The pig view fails, but the Grunt> CLI runs fine, so I am thinking that it may be a PIG View configuration error.
I started by researching the jira located at https://issues.apache.org/jira/browse/AMBARI-12738
I am trying to use the Pig View in Ambari 2.2.1 on HDP 2.4.2 and am running into a multitude of errors.
The script that I am running is
logs = LOAD 'server_logs.error_logs' USING org.apache.hive.hcatalog.pig.HCatLoader(); DUMP logs;
The job will fail with a "Job failed to start" Error which then only has a stack trace of
java.net.SocketTimeoutException: Read timed out java.net.SocketTimeoutException: Read timed out
In the history logs within the view I receive the following error only
File /user/admin/pig/jobs/errlogs_20-06-2016-15-11-39/stderr not found.
I have tried this for user hdfs and admin the same problem remains, I have also just tried to load a file with PigStorage('|'), but that also returned me the same issue.
Using both Tez and MR ExecTypes, I receive the same error.
The NameNode and ResourceManager are both in High Availability mode.
I have added the appropriate proxyuser configs to both the core-site and hcat-site in HDFS and Hive configurations. I have restarted all services and Ambari-Server
The stderr file is created within the
/user/admin/pig/jobs/errlogs_20-06-2016-15-11-39/
directory, but does not have anything written to it.
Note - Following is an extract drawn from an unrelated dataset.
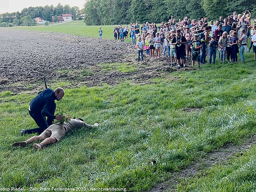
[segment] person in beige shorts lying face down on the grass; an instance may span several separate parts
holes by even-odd
[[[94,128],[98,127],[99,124],[95,123],[93,125],[86,124],[84,120],[77,118],[77,119],[71,119],[69,122],[64,122],[63,124],[57,123],[52,124],[47,129],[44,130],[39,136],[32,136],[30,139],[14,143],[12,146],[22,146],[25,147],[27,144],[37,141],[37,140],[43,140],[40,144],[34,144],[35,149],[43,149],[45,145],[53,144],[59,141],[63,136],[65,136],[68,132],[71,132],[74,129],[79,128]]]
The admin/pig/ directory has full go+w 777 -R permissions, but when the stderr file is created it will only show as having 644 permissions.
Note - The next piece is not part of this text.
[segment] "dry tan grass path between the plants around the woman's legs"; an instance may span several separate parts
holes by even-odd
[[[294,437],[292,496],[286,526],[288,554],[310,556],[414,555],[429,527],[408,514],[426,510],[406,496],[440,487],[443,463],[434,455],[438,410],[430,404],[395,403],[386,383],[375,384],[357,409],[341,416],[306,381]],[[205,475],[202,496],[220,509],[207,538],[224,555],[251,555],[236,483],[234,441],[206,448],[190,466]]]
Against my better judgement I issued an
hdfs dfs -chmod -R 777 /user
command to see if it was an underlying permissions issue on a file unbeknownst to me, but that also left me with the same outcome.
The Resource Manager Logs show that the application is submitted and continues to hang in the RUNNING state even after the job has been noted as "Failed to Start" through Ambari.
yarn application -list shows that there are no running Applications as well.
Has anyone figured out a solution to this problem? The stacktraces are not helpful, given they do not output more than 1-2 lines of information. My Pig View Cluster configuration is as follows:
Created 06-21-2016 12:05 PM
From what I can tell this ended up being an available resources issue. I logged back in at midnight when all users had left and everything seems to be working correctly. Some of the time the Pig Job will say that it failed to start, but in the stderr/stdout it will show the results of the DUMP that I am trying to perform and since it was working fine in the grunt CLI, this was a very tricky problem to uncover.
Created 06-20-2016 04:49 PM
Do you have any ideas?
Created 06-20-2016 05:08 PM
Can you provide your hadoop.proxyusers.* properties settings?
Created on 06-20-2016 06:10 PM - edited 08-18-2019 06:15 AM
@Rahul Pathak This is what the current listing of hadoop.proxyuser is
Created 06-21-2016 12:05 PM
From what I can tell this ended up being an available resources issue. I logged back in at midnight when all users had left and everything seems to be working correctly. Some of the time the Pig Job will say that it failed to start, but in the stderr/stdout it will show the results of the DUMP that I am trying to perform and since it was working fine in the grunt CLI, this was a very tricky problem to uncover.
Created 06-22-2016 04:39 PM
Hi @Colton Rodgers I assume webhcat/templeton not responding fast enough to the call hence the read timeout error. The grunt shell call does not go through webhcat I believe. Any suggestions from your perspective that we can do better to improving of isolating the issue?
Created 06-22-2016 05:42 PM
@rmolina The webhcat response time did end up seeming to be the result of the issue. I do believe that being able to block off a certain amount of memory for WebHCat specifically ( I think this may already be available with templeton.mapper.memory.mb ), but that is just the mapper memory and I haven't looked too much farther into it. When there are no other users using the cluster, the Pig GUI view will run fine, but as that is not going to be the case for most Prod clusters that we deploy, I think that being able to set a reserve specifically in the WebHCat-Env or WebHCat-Site could prove to be useful in making sure the resources are properly allocated.